As Bazaine at the army’s head rode through the Zócalo, he looked up to find the palatial shutters closed. The Mexican Empire was sulking like a spiteful child. The marshal wearily shrugged his shoulders, and thought on the ingratitude of princes. But the silence of the Palace was only a pose, mean and despicable. Maximilian himself was peeping through the 357shutters down upon the gallant, moving sea of color. It was a stream of gleaming bayonets, of champing horses, of lumbering artillery. His eyes would single out and cling to this or that figure till it was lost in the street beyond, and then he would try to realize that it was lost to him forever. For the street beyond lay toward the coast, where many ships awaited. The archducal petulance gave way to vague melancholy.
Finally he looked upon the last swinging foot, then at the dust settling. Below, in the Zócalo, what had been a fringe of mourning around the troops, became a scurrying of human creatures. They were his subjects. Not a French uniform remained, but the prince sighed heavily as he turned from his ignoble peep-hole. Courtiers and counselors glanced at each other significantly. By tacit consent one among them spoke.
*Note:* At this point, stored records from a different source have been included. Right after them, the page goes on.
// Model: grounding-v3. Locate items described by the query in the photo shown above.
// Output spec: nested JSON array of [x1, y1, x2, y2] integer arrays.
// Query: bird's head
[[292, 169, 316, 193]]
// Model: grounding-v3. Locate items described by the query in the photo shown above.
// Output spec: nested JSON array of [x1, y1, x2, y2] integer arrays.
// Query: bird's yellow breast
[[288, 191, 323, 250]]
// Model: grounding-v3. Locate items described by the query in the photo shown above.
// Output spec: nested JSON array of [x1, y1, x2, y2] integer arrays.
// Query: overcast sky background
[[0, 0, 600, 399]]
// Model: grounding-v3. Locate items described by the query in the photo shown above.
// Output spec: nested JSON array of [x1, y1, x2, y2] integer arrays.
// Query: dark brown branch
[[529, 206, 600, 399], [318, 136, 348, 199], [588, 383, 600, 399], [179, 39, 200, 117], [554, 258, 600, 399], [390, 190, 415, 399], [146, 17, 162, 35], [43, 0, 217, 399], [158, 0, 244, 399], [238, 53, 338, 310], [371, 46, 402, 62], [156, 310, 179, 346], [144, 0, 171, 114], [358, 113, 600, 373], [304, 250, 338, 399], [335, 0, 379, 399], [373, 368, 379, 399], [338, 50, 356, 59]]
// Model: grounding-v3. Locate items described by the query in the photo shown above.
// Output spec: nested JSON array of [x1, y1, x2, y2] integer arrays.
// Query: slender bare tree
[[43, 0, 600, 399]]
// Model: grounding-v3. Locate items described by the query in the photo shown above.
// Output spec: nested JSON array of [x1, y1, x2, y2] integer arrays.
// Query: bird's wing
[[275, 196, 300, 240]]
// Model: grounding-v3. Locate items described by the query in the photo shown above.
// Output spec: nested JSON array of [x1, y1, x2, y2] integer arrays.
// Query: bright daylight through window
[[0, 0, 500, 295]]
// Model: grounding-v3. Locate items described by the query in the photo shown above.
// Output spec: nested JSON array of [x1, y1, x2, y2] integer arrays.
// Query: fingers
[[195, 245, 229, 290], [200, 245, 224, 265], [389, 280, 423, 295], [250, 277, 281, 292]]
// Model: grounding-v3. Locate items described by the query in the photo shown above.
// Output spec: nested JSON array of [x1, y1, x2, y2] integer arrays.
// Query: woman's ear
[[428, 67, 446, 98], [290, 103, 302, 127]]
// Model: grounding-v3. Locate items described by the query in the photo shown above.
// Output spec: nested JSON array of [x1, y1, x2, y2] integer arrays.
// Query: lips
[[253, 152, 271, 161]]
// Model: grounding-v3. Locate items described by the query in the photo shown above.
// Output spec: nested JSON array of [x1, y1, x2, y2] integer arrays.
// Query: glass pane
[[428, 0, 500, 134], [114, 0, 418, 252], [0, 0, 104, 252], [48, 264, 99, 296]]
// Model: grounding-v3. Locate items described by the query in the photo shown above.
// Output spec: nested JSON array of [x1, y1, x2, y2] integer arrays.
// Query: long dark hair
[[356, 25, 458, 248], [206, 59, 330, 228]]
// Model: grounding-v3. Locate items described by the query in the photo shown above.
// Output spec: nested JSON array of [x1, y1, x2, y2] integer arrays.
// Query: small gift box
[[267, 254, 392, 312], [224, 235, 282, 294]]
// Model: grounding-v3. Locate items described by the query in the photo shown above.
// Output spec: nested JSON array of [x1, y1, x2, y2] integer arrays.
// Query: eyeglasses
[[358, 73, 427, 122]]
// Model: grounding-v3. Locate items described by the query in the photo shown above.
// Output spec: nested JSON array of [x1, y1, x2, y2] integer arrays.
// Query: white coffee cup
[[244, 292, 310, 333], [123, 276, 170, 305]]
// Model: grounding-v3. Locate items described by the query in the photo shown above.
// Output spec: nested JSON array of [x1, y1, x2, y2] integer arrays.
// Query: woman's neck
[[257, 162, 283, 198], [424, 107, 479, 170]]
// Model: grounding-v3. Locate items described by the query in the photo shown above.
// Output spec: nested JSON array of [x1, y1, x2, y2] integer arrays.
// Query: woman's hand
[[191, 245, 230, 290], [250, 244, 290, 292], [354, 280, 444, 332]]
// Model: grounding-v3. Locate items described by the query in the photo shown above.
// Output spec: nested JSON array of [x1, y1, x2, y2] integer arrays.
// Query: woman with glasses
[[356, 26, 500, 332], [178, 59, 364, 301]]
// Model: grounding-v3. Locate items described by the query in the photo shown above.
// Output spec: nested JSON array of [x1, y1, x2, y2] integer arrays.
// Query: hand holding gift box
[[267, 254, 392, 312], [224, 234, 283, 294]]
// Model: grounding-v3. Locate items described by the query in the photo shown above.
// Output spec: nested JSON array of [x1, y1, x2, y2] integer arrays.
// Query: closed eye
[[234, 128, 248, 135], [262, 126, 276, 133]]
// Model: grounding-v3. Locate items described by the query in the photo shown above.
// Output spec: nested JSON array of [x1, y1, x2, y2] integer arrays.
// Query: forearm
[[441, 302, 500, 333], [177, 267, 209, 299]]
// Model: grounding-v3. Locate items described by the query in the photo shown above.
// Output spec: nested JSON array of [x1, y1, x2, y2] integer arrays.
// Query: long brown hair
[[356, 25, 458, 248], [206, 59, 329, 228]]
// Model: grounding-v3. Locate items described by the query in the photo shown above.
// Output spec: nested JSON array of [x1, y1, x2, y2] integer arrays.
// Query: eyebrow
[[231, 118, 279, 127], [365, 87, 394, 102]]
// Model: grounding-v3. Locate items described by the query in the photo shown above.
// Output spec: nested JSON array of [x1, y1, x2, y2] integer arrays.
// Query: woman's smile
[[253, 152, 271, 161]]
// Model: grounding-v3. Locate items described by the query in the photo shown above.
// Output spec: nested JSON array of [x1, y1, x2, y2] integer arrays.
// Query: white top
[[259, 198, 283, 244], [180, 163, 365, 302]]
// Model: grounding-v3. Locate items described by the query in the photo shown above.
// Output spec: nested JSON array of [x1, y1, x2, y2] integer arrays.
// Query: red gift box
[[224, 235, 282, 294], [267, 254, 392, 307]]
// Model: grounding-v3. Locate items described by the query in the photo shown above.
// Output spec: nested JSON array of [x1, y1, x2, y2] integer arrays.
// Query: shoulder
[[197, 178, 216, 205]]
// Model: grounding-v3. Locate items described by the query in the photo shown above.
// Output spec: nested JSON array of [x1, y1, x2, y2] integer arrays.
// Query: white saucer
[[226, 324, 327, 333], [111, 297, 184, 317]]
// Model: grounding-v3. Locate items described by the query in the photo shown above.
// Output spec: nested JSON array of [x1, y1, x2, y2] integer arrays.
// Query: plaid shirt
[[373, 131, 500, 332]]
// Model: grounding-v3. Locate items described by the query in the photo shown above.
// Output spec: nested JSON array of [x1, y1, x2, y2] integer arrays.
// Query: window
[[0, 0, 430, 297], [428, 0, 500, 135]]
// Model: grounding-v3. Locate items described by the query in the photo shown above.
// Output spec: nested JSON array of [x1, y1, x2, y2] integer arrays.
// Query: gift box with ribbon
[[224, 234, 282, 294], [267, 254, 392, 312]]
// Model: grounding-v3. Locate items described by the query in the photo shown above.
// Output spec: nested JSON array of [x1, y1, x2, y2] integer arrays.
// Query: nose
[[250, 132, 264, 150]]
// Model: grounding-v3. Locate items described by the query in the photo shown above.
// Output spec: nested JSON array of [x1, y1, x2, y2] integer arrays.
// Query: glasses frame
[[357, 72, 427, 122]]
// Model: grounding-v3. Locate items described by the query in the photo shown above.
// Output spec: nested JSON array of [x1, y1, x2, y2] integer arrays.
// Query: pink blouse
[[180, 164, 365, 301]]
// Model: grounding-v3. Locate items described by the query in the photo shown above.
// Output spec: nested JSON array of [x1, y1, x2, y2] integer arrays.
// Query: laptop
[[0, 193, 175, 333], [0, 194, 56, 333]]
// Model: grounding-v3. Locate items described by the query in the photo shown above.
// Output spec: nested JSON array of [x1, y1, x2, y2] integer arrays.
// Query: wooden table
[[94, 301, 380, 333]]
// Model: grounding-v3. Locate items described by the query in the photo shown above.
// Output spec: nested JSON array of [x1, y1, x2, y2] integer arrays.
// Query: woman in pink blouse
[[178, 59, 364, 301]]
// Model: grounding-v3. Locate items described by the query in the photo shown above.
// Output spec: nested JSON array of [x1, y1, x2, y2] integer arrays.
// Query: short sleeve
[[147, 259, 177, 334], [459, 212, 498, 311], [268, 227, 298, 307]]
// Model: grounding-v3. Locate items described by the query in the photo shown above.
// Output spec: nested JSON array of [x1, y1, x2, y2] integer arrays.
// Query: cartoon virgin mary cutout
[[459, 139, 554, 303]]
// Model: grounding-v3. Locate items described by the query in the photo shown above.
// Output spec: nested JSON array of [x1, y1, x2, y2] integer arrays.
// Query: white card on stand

“Free at last, sire, free at last! Ah, see them, there below. They know their shackles are broken, they know that the foreign invader who chilled their allegiance is gone. Nay more, their loyalty has already borne fruit. In the north, sire––”
“How, father? You do not mean––”
“Yes, sire, yes, the mother of God be praised! I mean victory, and death to many traitors. The news has just come. Miramon has won a decisive battle and taken Zacatecas.”
“Zacatecas! But Juarez was there?”
“Yes, sire, and Miramon entered so suddenly the arch rebel surely could not have escaped.”
“Juarez taken, that man taken!”
“Even so, sire, And”–Fischer’s interlaced fingers tightened until the veins grew large–“and, it only remains for Your Majesty to dispose of him, according to the law.”
Maximilian trembled with joy. He was master of the situation. His people had made him master. Here was divine right vindicated. It was–Destiny! He had but to follow whither the heavenly finger pointed. And in rapture, he seized his pen.